Un buen curso de fotografía de producto para vender más debe enseñarte a amar las limitaciones de tu equipo. Si el profesor se pasa media hora hablando de las bondades de una cámara full-frame de última generación, probablemente no esté pensando en la economía de una ilustradora independiente. Lo que yo necesitaba era saber cómo exprimir esos 24.3 megapíxeles para que, al imprimir un catálogo pequeño, las texturas del papel se notaran. Nada más.

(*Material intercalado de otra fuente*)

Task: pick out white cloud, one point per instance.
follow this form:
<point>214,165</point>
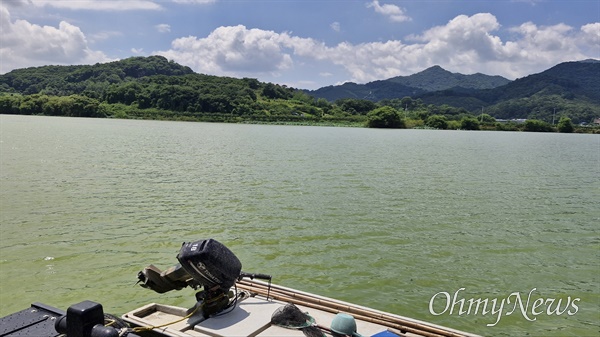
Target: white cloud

El mito de la iluminación costosa
Aquí es donde me pongo un poco contraria a lo que dicen los manuales clásicos. Muchos cursos te dirán que necesitas un softbox, un trípode de marca y tres puntos de luz. Yo te digo: evita los cursos que prometen resultados basados en equipo costoso; aprender a iluminar con una sola lámpara doméstica es lo que realmente acelera tus ventas. En el curso de-cero-a-crack, hubo una lección sobre cómo usar una lámpara de escritorio y una servilleta como difusor que me cambió la vida. Es exactamente como cuando dibujo: si quiero que algo destaque, no le pongo luz por todos lados, le creo una sombra que le dé volumen.
Esta técnica es especialmente útil si sigues algunos trucos de iluminación natural para mejorar tus fotos de marca personal, porque al final, el producto es una extensión de ti. En Cuenca, a mediados de marzo, tuvimos unos días grises donde la luz era perfecta, suave y constante. Apliqué lo aprendido en el módulo de luz natural para fotografiar unas etiquetas nuevas y, por primera vez, no tuve que pasar horas corrigiendo el color en la computadora. La foto salió bien desde la cámara porque aprendí a leer la dirección de la luz, no a comprarla.
Cómo saber si el curso está funcionando
La verdadera prueba no es terminar los 6 módulos y recibir el certificado. La prueba real llegó una tarde de entrega de packaging a mediados de este invierno. Mi clienta, que vende jabones artesanales, me pidió que le hiciera unas fotos rápidas para su Instagram. Antes, me hubiera muerto de miedo y hubiera disparado en automático, rezando para que salieran enfocadas. Esta vez, moví la mesa cerca de la ventana, puse una cartulina blanca para rebotar la luz en las sombras (como si estuviera definiendo el borde de una ilustración) y configuré la Fuji con confianza.
Cuando vio las fotos en la pantalla de la cámara, se quedó callada un segundo y me preguntó si había comprado luces nuevas. No, solo había comprado conocimiento. Esa es la diferencia entre un curso que te llena de teoría y uno que te da herramientas para el día a día. No vendo fotos, y sigo pensando que la palabra "fotógrafa" me queda grande, pero mis decisiones ahora tienen intención. Ya no es suerte, es técnica aplicada a mi realidad cuencana.

Reflexiones finales de una aficionada con té de cedrón
Si estás ahí, con tu cámara guardada en el cajón porque te parece un mundo demasiado complejo, mi consejo es que busques un curso que te haga sentir que puedes empezar mañana mismo. No busques la perfección técnica, busca la capacidad de comunicar lo que tu producto es. Al final del día, lo que queremos es que esa persona que ve la foto en el celular sienta que casi puede oler el jabón o tocar la textura del cartón que diseñaste.
Aprender fotografía de producto ha sido como aprender a usar una nueva técnica de acuarela. Al principio manchas todo y no entiendes por qué los colores se mezclan mal, pero luego, un domingo cualquiera, algo hace clic. Te sirves tu té de cedrón, prendes la computadora, abres tu curso y te das cuenta de que esa luz que entra por tu ventana es todo lo que necesitas para que tu trabajo brille. Solo hace falta alguien que te enseñe a verla.